I was stunned, dismayed
and disoriented by what I had just heard.
Questions tumbled through my mind.
How could such a shocking thing happen?
Who did it? What did it mean for
the country? I certainly didn’t
know. What I did know that this was news
– big news – and I needed to get out of the fraternity house and to the DTH
office as quickly as possible. My
impulse was to DO something, and that something was gathering information that
might answer the questions roiling my mind, whether it came from the wire
machines or television screen in the newsroom or from talking with my colleagues
or from interviewing University officials and others older and wiser than
me. A list of such people whose views we
might want to include in our coverage was already forming in my mind as I
crossed first Rosemary and then Franklin streets and headed up the sidewalk in
front of Spencer dorm.
My brief walking route
to Graham Memorial took me past Chapel Hill’s venerable Episcopal Church, the
Chapel of the Cross. Like most college
students, I had hardly darkened the door of a church since leaving home, and if
I had ever been inside an Episcopal church it was only because my the members
of my high school Key Club made monthly rotating visits to each other’s home
churches, but in my confused and disconsolate state the church suddenly seemed
like the place I needed to be. I tried
the door to the historic chapel on the west side of the church; to my surprise,
it was open.
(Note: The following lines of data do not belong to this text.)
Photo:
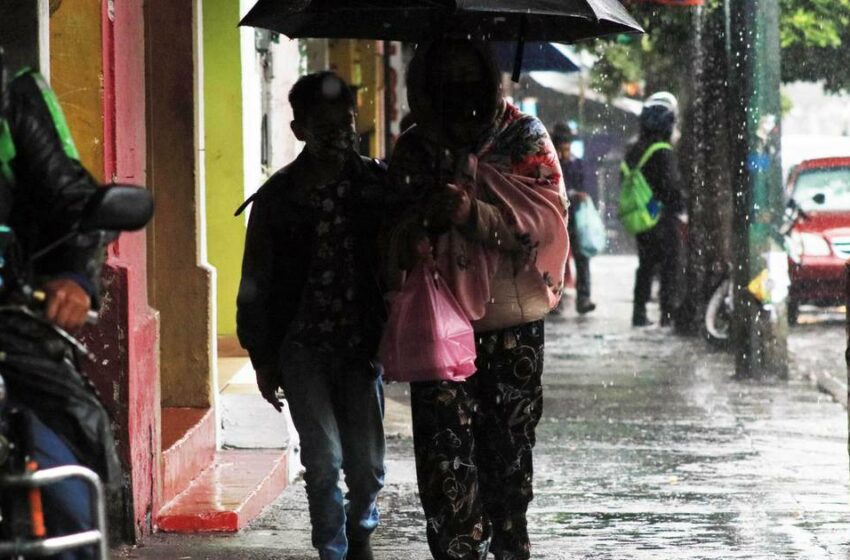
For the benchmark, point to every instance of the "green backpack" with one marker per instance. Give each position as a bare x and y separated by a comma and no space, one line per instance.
639,210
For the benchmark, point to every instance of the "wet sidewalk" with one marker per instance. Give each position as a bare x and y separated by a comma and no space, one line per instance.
647,449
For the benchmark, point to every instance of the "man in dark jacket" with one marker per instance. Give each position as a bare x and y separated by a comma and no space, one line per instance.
658,248
310,311
43,192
I stepped inside.
Entering the chapel, I
crossed a threshold between turmoil and serenity. Autumnal afternoon sun suffused the silent
space with soft golden light. A small
brass cross stood between two candlesticks on the altar table, which was
covered with a green cloth. The pews and
ceiling, dark with age, spoke and smelled of history. For
the first time in my life I needed, and had found, a sanctuary.
I sat down, alone, and
tried to untangle the confusion, apprehension and dismay that were tying my
brain in knots. After a while I said a
silent prayer for our Country and for myself.
Then I got up, opened the door, and walked out into the rest of my life.